簡直是冰天雪地一大桶冰碴子水,潑得毫不留情。
歸曉被嗆得說不出話。
“你到底想干什么?”路炎晨硬邦邦拍去手背上的煙灰。
她胸口發悶,忍著氣說:“你不叫我,我也不會來。”
“我叫你?”他笑話似的。
歸曉氣得眼睛發紅,死命盯著他,眼前景象都被涌上來的水霧弄得漸漸模糊。
路炎晨看她這樣子有點不對勁,蹙眉默了會兒,突然一聲暴喝:“高海!”
“到!”
東南角有個二十來歲的小伙子,沿著開放的ktv圓臺跑過來。也是喝了些酒,臉紅紅地好奇望了眼堵著氣站在路炎晨桌前的歸曉側臉。
隨后,他才看叫自己的正主:“咋了?路隊?”
“來,”路炎晨借著窗外透進來的灰蒙光線,瞅他,“離我近點兒。”
“路隊。”高海本能挪后半步,滿面堆笑。
路炎晨看他這樣子就知道自己猜對了,摸了煙盒到面前抖了下,沒東西,空了。難免脾氣又起來,聲一沉:“道歉。”
……
高海在陣陣懷舊口琴聲里,特羞澀地轉臉看歸曉,醞釀半天才小聲說:“對不起歸曉小姐,剛……是我,是我裝的路隊。我一直挺會學人聲音的,和你、和你開玩笑呢。”
第四章 流浪途中人(1)
這是他們中隊絕活之一。
起初大家是為了學蒙古語和俄語,可后來大伙發現光學會說不夠,還要像母語一樣。為了任務,大家開始自覺摸索更高級的模仿,控制聲帶肌肉、氣息,下了幾年苦功,也算出了幾個模仿高手,高海剛剛那句“挺會學人聲音”的說法絕對是自謙。
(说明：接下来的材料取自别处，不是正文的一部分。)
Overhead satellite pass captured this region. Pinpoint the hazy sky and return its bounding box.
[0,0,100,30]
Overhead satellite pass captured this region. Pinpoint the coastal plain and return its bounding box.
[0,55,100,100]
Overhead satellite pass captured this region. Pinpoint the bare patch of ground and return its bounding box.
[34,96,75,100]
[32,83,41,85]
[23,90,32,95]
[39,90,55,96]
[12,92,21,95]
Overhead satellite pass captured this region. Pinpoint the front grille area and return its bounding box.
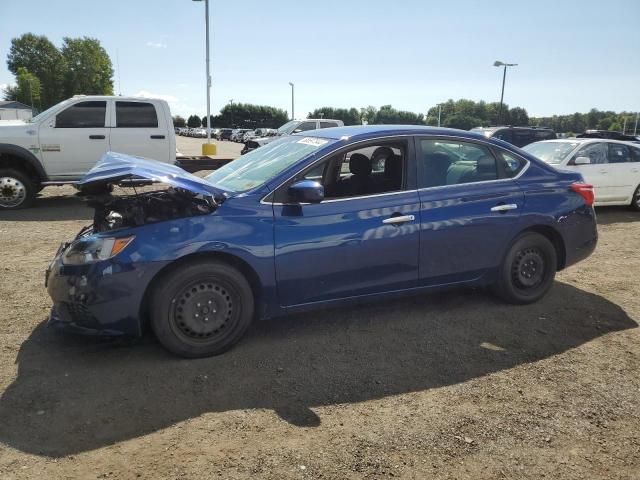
[63,302,100,328]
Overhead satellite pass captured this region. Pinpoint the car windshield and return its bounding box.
[522,142,579,165]
[28,99,71,123]
[278,120,300,135]
[205,135,335,193]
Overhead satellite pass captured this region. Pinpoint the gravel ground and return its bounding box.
[0,178,640,479]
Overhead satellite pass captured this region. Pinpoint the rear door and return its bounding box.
[273,137,419,306]
[39,100,109,178]
[416,137,527,285]
[110,100,175,163]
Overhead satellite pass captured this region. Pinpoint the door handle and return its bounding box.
[491,203,518,213]
[382,215,416,225]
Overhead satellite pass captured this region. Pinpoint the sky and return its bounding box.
[0,0,640,118]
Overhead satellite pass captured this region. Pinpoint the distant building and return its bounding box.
[0,100,32,120]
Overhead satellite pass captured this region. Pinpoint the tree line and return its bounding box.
[4,33,113,110]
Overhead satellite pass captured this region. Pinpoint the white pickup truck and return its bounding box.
[0,96,176,210]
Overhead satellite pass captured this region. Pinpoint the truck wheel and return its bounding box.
[495,232,558,305]
[631,185,640,212]
[0,168,36,210]
[149,261,254,358]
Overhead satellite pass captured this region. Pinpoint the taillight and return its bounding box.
[571,182,594,206]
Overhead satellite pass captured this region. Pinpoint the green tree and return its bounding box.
[62,37,113,97]
[307,107,362,125]
[187,115,202,128]
[7,33,65,109]
[173,115,187,128]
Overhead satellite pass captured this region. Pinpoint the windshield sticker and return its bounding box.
[296,137,329,147]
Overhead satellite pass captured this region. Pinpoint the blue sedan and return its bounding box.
[47,125,597,357]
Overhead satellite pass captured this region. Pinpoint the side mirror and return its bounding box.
[289,180,324,203]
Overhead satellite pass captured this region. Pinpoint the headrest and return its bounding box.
[349,153,371,175]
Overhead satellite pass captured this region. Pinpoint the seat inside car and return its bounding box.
[340,153,371,195]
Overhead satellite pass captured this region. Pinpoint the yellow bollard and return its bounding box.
[202,143,216,155]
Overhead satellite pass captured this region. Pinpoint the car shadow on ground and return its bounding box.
[0,195,93,222]
[596,207,640,225]
[0,282,637,457]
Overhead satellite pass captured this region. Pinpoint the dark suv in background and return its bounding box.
[471,126,557,147]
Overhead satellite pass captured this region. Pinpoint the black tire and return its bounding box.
[0,168,37,210]
[630,185,640,212]
[495,232,558,305]
[149,261,254,358]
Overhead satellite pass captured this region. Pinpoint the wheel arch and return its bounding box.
[0,143,48,183]
[514,225,567,271]
[139,252,263,330]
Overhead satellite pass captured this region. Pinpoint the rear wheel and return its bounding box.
[150,261,254,358]
[631,185,640,212]
[0,168,36,210]
[496,232,558,304]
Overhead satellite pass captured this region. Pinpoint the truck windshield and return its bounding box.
[278,120,300,135]
[205,135,336,193]
[522,142,579,165]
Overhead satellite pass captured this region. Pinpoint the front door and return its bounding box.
[273,138,419,306]
[39,100,109,179]
[416,138,526,285]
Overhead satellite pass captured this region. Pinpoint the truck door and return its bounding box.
[110,100,175,163]
[39,100,109,179]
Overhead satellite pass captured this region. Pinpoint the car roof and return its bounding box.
[534,137,633,145]
[473,125,553,132]
[294,125,486,140]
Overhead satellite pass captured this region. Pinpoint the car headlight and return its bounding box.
[62,236,135,265]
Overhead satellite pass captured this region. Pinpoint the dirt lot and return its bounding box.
[0,183,640,479]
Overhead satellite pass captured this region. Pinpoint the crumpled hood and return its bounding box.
[76,152,225,198]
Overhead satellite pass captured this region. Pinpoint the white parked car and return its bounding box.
[523,138,640,211]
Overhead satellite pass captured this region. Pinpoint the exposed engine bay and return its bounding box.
[87,188,221,233]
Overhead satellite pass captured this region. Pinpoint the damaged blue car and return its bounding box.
[47,125,597,357]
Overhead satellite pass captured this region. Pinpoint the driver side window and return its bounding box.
[276,141,407,203]
[56,101,107,128]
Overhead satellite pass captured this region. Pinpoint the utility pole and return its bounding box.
[493,60,518,125]
[289,82,296,120]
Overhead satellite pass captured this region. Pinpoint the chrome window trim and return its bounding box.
[260,133,531,206]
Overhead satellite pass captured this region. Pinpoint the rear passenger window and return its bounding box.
[500,151,527,178]
[418,140,498,188]
[609,143,631,163]
[116,102,158,128]
[571,143,609,165]
[56,101,107,128]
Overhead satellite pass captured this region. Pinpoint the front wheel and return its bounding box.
[631,185,640,212]
[0,168,37,210]
[495,232,558,304]
[150,261,254,358]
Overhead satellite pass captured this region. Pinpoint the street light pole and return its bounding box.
[193,0,216,155]
[493,60,518,125]
[289,82,296,120]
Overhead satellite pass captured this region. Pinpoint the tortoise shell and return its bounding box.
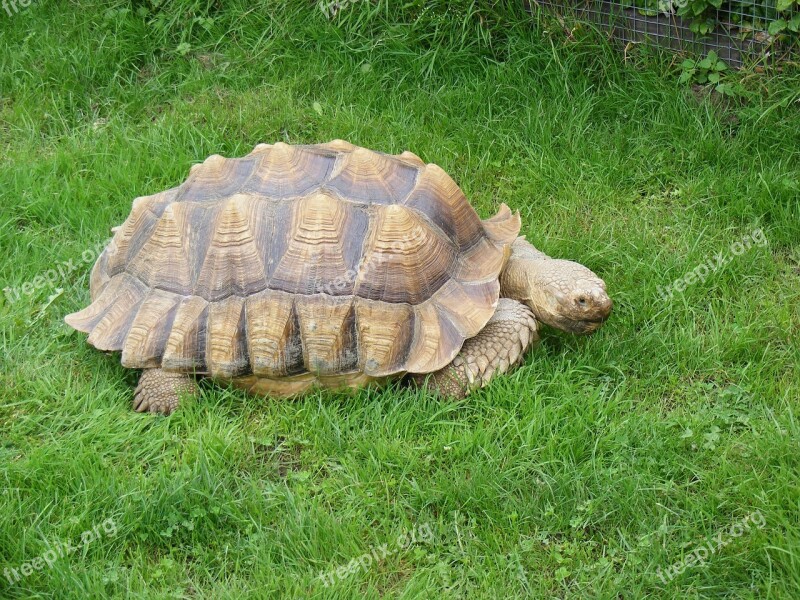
[66,140,520,394]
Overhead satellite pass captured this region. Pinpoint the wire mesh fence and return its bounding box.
[531,0,800,67]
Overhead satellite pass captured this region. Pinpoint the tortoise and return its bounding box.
[65,140,612,414]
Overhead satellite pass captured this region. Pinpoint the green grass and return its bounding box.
[0,0,800,599]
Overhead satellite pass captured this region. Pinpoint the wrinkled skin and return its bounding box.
[500,237,613,334]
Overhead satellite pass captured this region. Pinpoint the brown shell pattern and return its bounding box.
[66,140,520,389]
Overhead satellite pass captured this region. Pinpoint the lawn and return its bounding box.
[0,0,800,599]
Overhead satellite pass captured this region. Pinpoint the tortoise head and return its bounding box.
[500,238,613,334]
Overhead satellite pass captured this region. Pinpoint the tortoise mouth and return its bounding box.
[570,315,610,335]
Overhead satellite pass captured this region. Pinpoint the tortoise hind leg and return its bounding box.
[412,298,539,398]
[133,369,197,415]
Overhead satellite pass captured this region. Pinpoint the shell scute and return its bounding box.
[66,140,520,384]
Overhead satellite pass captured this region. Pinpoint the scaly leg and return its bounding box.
[133,369,197,415]
[413,298,539,398]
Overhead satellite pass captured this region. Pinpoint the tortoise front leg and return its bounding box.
[133,369,197,415]
[413,298,539,398]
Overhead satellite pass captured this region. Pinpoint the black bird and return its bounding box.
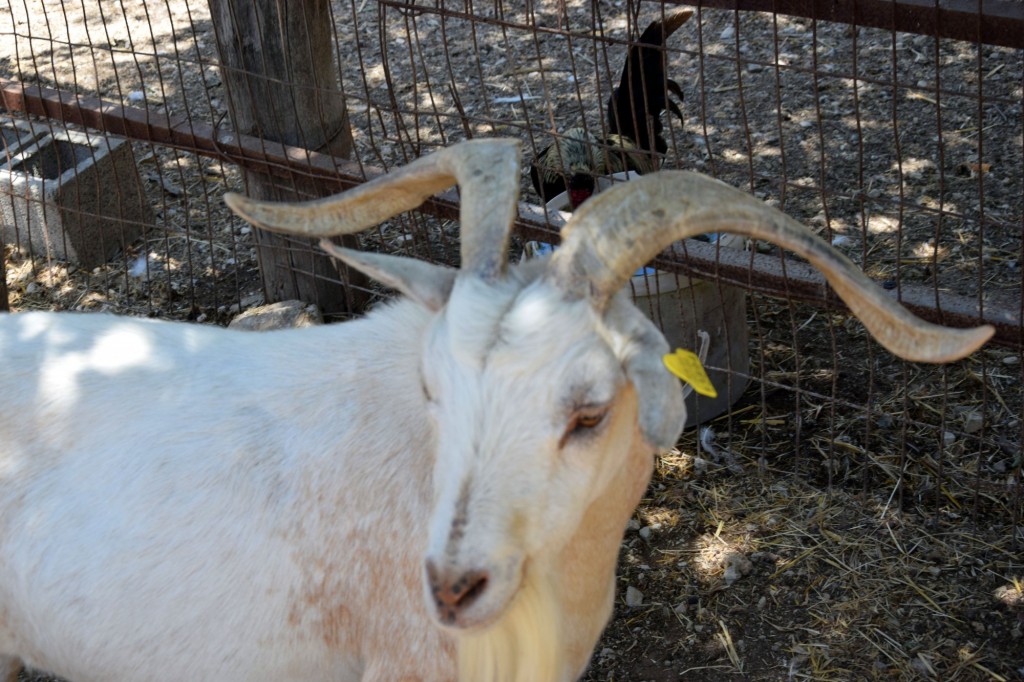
[529,9,693,208]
他過去是中隊的頭號高手,想模仿誰都能學得和被對方附身一樣,更別說天天對著的路炎晨。不過整個中隊也只有高海膽子大,敢明目張膽模仿他。
所以路炎晨輕易就猜到發生了什么。
這兩年他教秦小楠畫人像,小孩很有天賦,兩年不到就頗有水準,本來他還挺驚喜,沒想到坑了自己。那天見歸曉后,秦小楠用心畫出歸曉,告訴大伙這就是路隊初戀,來了二連浩特。于是,大伙這幾天都全憋足勁要在今晚見見能降住路隊的人。
路炎晨沒理會。
可這堆光棍兵沒兩天就要天南海北今生再難見,女方又這么巧在二連浩特,是條漢子都不可能放過這種機會。于是,整了這么一出鬧劇,目的很單純,就是想見見路隊初戀。
他們以為初戀情人是美好的,起碼,聽上去挺美好。
可對歸曉和路炎晨來說,簡直就是災難。
歸曉一顆心直直往下墜:“沒關系。”
對個陌生人能說什么?
“歸曉小姐,”高海如蒙大赦,抓住歸曉的右手,激動握住,“代表我的第二故鄉內蒙古,代表我們中隊歡迎你。你會喜歡內蒙古的,如同喜歡你的家鄉一樣!這是我……啊,不對,是路隊最愛的地方!”
歸曉眼底水霧還沒散,勉強扯個不自然的笑。
小伙子繼續說著蘇尼特的羊肉好吃,路隊如今也閑了,讓路隊一定要帶著歸曉去吃。幸虧,路晨抬了眼皮,給了高海個“快走”的眼神。“高海這回識相了,吞下洋洋灑灑滿腹歡迎草稿:“那、那你們繼續!我不打擾了!”
丟下這句,小伙子就鉆回了人群。
臺上人唱得高興竟又輪了一遍那首歌,正嚎到這么幾句:“忘記吧,若可以……一生啊有什么可珍惜,流浪人沒奢侈的愛情。”